MEKANISME PENYELSAIAN SENGKETA TANAH ADAT DIKECAMATAN KOTA KOMBA, KELURAHAN WATU NGENE KABUPATEN MANGGARAI TIMUR

Penulis

  • Finsensius Samara Universitas katolik Widya Mandira Kupang
  • Kristiano Yehskiel Universitas Katolik Widya Mandira Kupang
  • Yohanes Babtisto Seran Universitas Katolik Widya Mandira Kupang

Kata Kunci:

Mekanisme Penyelesaian Sengketa Tanah Adat

Abstrak

Penelitian ini mengkaji mekanisme penyelesaian sengketa tanah adat di Kecamatan Kota Komba, Kelurahan Watu Ngene, Kabupaten Manggarai Timur, dengan fokus pada pendekatan tradisional masyarakat adat Manggarai yang melibatkan lembaga adat seperti tu'a teno dan musyawarah kampung untuk menyelesaikan konflik kepemilikan tanah yang sering timbul akibat warisan, pergeseran batas, atau pengaruh modernisasi. Tujuan utama adalah menganalisis efektivitas mekanisme tersebut dalam menjaga harmoni sosial, mengidentifikasi tantangan seperti intervensi hukum negara dan perubahan demografi, serta memberikan rekomendasi untuk integrasi antara hukum adat dan hukum positif Indonesia.
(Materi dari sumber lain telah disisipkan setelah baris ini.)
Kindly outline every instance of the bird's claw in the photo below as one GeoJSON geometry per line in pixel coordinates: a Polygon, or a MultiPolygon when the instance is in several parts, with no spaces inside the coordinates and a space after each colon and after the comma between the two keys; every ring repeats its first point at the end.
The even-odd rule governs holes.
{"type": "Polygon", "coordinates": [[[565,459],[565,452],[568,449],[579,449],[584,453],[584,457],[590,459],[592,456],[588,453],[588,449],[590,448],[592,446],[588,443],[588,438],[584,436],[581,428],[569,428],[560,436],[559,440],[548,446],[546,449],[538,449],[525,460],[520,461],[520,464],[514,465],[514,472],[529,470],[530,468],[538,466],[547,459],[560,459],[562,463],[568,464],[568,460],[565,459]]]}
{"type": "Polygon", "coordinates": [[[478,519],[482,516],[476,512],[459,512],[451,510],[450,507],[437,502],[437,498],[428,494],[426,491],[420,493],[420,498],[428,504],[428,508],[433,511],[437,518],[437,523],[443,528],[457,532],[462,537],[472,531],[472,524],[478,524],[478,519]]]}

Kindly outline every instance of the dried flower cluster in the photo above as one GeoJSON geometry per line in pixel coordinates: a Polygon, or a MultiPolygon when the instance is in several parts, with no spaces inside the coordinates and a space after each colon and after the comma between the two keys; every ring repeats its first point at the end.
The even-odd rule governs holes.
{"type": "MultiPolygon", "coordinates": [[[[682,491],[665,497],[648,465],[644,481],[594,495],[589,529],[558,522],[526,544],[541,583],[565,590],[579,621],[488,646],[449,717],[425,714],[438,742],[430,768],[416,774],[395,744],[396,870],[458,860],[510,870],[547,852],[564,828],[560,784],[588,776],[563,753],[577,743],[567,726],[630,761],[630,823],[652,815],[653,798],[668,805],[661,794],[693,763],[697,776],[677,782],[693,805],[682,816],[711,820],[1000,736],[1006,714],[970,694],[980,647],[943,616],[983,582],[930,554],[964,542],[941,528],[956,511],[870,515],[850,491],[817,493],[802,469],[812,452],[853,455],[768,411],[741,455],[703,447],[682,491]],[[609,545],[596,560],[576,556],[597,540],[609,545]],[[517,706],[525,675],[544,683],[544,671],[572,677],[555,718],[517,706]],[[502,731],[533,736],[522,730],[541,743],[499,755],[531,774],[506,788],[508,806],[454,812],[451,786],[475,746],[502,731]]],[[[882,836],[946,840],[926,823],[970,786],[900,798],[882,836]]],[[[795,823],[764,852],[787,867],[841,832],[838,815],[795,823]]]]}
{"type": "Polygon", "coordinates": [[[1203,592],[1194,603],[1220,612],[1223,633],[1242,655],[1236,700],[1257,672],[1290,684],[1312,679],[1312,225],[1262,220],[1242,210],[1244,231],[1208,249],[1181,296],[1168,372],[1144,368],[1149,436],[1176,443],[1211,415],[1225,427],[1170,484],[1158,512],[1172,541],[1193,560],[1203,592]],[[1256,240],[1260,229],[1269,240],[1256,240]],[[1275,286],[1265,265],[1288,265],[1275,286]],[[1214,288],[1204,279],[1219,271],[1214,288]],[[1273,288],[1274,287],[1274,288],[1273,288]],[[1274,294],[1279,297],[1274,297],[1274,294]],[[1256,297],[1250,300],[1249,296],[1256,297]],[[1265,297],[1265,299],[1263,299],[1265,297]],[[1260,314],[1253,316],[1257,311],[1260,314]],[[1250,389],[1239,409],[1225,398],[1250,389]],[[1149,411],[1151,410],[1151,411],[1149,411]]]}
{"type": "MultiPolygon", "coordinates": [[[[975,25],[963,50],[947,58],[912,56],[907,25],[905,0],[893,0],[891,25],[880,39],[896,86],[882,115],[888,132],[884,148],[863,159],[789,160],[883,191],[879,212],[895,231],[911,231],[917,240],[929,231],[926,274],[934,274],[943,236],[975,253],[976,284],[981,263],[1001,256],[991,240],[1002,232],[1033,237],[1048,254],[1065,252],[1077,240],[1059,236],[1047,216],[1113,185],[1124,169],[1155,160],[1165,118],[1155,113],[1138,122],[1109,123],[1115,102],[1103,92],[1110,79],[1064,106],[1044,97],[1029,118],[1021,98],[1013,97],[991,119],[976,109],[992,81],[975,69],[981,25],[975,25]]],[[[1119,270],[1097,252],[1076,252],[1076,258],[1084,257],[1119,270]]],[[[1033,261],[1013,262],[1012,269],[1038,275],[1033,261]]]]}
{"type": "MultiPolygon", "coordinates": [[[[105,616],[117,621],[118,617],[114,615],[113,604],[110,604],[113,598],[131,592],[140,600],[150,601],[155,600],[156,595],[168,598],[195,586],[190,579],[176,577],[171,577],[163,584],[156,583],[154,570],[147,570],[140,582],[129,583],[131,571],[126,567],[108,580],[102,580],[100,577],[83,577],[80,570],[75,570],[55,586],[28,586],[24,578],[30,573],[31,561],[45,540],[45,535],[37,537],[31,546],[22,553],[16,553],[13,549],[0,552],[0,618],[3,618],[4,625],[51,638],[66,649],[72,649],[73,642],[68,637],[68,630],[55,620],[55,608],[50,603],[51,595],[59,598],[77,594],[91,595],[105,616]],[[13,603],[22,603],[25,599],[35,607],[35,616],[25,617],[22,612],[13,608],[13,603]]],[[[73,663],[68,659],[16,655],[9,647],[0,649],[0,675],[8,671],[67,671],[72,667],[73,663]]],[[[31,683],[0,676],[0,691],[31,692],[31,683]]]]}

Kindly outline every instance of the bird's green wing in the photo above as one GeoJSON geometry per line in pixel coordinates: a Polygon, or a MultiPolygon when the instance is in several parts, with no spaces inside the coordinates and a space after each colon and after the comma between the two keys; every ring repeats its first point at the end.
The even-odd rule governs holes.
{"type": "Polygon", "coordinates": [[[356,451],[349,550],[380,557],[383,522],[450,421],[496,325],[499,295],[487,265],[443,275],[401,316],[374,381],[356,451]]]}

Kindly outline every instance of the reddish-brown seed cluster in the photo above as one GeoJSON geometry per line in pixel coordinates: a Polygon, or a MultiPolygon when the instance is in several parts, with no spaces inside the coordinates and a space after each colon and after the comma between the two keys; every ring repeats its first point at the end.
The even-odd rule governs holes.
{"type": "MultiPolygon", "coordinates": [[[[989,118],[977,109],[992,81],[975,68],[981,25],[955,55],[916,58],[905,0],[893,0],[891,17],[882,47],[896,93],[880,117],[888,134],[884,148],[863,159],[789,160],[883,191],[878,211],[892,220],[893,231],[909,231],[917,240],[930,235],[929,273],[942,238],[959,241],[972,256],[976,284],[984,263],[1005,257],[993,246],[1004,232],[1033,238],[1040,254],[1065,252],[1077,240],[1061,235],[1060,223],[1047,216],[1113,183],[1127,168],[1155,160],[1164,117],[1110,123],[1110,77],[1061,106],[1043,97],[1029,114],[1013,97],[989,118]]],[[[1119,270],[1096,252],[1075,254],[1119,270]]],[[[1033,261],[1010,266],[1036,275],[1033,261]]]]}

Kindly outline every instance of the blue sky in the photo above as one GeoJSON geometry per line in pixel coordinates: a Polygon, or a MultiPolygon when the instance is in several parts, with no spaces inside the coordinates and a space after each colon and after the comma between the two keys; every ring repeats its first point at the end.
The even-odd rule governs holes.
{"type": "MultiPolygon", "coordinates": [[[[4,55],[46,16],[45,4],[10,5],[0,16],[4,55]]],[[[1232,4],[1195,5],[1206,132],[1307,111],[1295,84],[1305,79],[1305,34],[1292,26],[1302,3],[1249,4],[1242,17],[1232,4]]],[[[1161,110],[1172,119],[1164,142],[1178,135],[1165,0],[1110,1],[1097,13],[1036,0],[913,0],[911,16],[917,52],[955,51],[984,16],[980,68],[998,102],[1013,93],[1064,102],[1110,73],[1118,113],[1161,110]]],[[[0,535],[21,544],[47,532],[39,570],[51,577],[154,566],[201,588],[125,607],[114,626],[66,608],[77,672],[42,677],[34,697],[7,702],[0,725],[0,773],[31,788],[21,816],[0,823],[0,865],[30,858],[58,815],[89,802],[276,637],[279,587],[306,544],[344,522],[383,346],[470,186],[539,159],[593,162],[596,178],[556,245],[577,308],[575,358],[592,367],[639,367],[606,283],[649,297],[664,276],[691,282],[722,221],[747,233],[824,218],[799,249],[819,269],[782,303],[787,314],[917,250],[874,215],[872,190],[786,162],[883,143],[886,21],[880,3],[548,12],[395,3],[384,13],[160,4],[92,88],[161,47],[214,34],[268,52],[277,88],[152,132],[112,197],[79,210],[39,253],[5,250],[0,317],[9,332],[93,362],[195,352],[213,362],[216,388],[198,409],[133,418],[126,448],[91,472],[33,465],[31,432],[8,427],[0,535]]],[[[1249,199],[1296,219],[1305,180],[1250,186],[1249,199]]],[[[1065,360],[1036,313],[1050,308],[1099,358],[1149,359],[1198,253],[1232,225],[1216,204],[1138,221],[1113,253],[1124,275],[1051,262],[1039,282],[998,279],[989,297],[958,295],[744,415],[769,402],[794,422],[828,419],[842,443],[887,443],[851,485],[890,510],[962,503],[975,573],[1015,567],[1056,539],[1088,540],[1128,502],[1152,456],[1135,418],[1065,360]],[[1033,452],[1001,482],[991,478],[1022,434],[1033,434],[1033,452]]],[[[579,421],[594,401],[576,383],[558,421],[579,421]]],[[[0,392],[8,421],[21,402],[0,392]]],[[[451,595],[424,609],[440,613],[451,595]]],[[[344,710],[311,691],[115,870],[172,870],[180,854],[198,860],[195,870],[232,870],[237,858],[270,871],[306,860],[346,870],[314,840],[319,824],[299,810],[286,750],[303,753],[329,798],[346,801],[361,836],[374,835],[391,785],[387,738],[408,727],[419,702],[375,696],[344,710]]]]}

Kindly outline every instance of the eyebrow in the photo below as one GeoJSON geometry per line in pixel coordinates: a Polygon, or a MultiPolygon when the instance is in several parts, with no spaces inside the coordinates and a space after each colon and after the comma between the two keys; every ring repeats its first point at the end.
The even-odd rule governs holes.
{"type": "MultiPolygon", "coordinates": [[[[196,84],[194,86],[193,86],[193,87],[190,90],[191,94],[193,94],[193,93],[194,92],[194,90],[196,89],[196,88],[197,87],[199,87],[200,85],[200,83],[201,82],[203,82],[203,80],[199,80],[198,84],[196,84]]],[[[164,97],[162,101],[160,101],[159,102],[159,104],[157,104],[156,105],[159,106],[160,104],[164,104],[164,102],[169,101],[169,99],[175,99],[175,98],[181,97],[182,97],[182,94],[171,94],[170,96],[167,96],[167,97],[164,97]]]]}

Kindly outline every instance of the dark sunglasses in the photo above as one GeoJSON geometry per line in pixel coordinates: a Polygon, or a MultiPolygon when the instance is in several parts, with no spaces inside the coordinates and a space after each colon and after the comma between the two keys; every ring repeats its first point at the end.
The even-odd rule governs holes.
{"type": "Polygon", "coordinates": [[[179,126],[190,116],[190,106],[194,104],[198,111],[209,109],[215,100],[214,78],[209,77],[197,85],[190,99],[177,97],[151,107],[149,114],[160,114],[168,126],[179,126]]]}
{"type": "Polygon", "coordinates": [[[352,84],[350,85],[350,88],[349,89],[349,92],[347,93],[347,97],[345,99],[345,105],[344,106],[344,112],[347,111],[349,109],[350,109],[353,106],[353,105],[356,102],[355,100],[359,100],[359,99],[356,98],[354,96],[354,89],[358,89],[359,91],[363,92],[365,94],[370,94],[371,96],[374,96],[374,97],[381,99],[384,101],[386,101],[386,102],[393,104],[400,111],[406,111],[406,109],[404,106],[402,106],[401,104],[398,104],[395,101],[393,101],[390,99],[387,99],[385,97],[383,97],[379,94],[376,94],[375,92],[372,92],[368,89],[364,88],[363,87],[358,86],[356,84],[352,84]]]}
Hasil penelitian menunjukkan bahwa mekanisme adat lebih cepat dan murah dibandingkan proses peradilan formal, meskipun rentan terhadap bias gender dan kurangnya dokumentasi resmi, sehingga diperlukan penguatan melalui regulasi daerah untuk meningkatkan keadilan dan keberlanjutan pengelolaan tanah adat di wilayah tersebut.

This study examines customary land dispute resolution mechanisms in Kota Komba District, Watu Ngene Village, East Manggarai Regency, focusing on the traditional approach of the Manggarai indigenous community, which involves customary institutions such as tu'a teno and village deliberations (musyawarah desa) to resolve land ownership conflicts that often arise due to inheritance, shifting boundaries, or the influence of modernization. The primary objective is to analyze the effectiveness of these mechanisms in maintaining social harmony, identify challenges such as state legal intervention and demographic changes, and provide recommendations for the integration of customary law and Indonesian positive law. The results indicate that customary mechanisms are faster and less expensive than formal judicial processes, although they are vulnerable to gender bias and lack of official documentation. Therefore, strengthening them through regional regulations is necessary to improve the fairness and sustainability of customary land management in the regio.